The movie 2001: A Space Odyssey (which, by the way, I consider the best science-fiction movie ever made, or at any rate the best one I’ve ever seen) perfectly captures the expected earlier stages of this progression. The earth-to-moon shuttle is like an airliner. The space station is somewhere between a military installation and a hotel. The first outpost on the moon is under construction. Plans are under way to visit the other planets. (The quasi-miraculous transition to interstellar flight is delegated to god-like aliens who are never seen and don’t have to explain themselves.)
Of course it hasn’t exactly worked out that way. We landed on the moon a year or so after 2001, but space travel has been fundamentally stagnant since then. It’s as if in 1957, thirty years after Lindbergh’s flight, air travel had still been something engaged in only by pilots, and at considerable risk. Some argue that this is due to a failure of will, but I suspect the difficulties are more fundamental: the amount of energy necessary to lift a useful object into space is prodigious and still beyond our ability to generate safely and inexpensively. Satellite launches are somewhat routine, but every trip of a human being into space remains an extremely risky business and so costly that the only economic justification for it is the possibility that it may lead to something else.

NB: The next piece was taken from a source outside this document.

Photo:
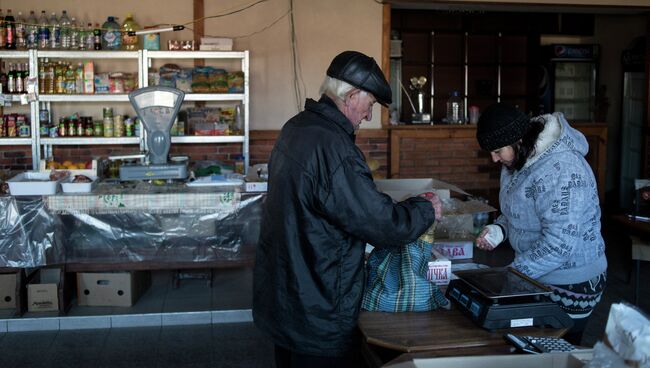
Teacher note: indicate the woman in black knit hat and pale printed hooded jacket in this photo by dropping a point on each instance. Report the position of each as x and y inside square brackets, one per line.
[549, 207]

What keeps us wanting to do it? What (besides reflexes left over from my youth) accounts for my instant sense of excitement at the idea of a Mars mission? The single biggest factor is the question of whether there is life out there. To judge by the news stories about the mobile probes in place on Mars right now, the interest in this question is obsessive on the part of both the public and at least some of the scientists pursuing it. I suppose the scientists may emphasize it because they know that that is where public interest lies, and thus the continuing support of their research. But it is perfectly understandable. We can hardly conceive of a planet without life, and if we manage to do so we are likely to lose interest in it at once. The human mind that can muster a great deal of interest in pure inorganic matter for its own sake is rare. In the end most of us have only two questions about Mars: is there life there? And if there is not, is there mineral wealth? If the answer to both those questions is “no,” then only those who care about pure research into the nature of the solar system will have further inquiries, and they will find it hard to convince the rest of us that such inquiries warrant the enormous expenditures required to complete them.

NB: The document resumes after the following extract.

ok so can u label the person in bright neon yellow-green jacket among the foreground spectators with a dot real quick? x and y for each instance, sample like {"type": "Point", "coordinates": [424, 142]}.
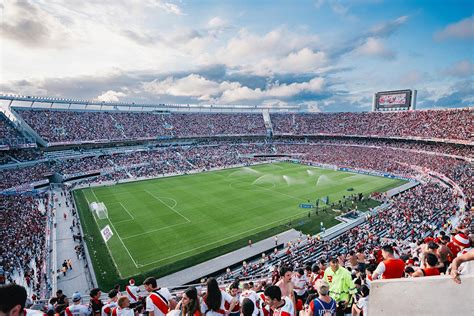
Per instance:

I look at the pictures of Mars sent back by the rovers and find them thrilling. But the thrill derives mainly from the fact that I know they are of Mars, and that never before in human history have we been able to look upon this landscape. Its desolation is appalling. As I ponder it I find that I cannot help assuming that over those hills, or beyond that horizon, there is something green. There must be at least a bit of water and a little scrub or cactus. There must be. If not nearby, then perhaps a hundred miles away, or a thousand. If I try to imagine that no matter how far or in what direction I traveled on this world I would encounter nothing but more dust, rock, and, at the poles, sterile ice, I falter. And to the extent that I can conceive of this dead world the idea induces anxiety. To imagine myself standing on its surface is a little like imagining myself under water, unable to survive without artificial support, but with an edge of panic arising from the fact that the nearest breathable air, liquid water, and vegetation are millions of miles away.
Perhaps next week we will learn something different, but as far as we now know the red planet consists of millions of square miles of absolutely pure desert. Put that way, it seems nightmarish. And it makes the fantasies of hundreds of science fiction writers only the same sort of fancy that the mind of man has always raised up for its own entertainment, only composed of materials available in a technological culture.

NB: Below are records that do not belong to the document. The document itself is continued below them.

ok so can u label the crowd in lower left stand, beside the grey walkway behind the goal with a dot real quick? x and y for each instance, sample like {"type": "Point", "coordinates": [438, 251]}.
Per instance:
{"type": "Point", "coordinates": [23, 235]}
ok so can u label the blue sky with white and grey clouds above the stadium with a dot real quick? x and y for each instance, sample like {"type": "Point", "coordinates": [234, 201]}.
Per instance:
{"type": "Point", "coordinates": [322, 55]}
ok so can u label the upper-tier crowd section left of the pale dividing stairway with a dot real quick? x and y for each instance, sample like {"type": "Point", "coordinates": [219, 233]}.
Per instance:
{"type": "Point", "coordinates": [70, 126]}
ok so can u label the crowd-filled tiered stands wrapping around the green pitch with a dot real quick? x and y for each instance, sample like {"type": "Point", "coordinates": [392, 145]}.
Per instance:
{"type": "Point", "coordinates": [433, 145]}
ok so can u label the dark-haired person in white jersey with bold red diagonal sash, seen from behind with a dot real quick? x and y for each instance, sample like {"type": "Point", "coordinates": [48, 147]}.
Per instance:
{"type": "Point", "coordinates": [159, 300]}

What, then, of President Bush’s proposal? In spite of all I have just written, I would, given a chance, vote for it. It is a challenge and an adventure we shouldn’t refuse. And something utterly unforeseeable may come of it. There are those, like the Mars Society, who believe we could introduce life to Mars and create conditions under which it could sustain itself permanently. But this dream (a stirring one, I admit) strikes me as very unlikely, a serious underestimation of the complexity of nature and overestimation of ourselves. I think it most likely that after a century or two of exploring as best we can as much of interplanetary space as we can reach, we will face the fact that God has provided us with one world only, and that we are quarantined upon it.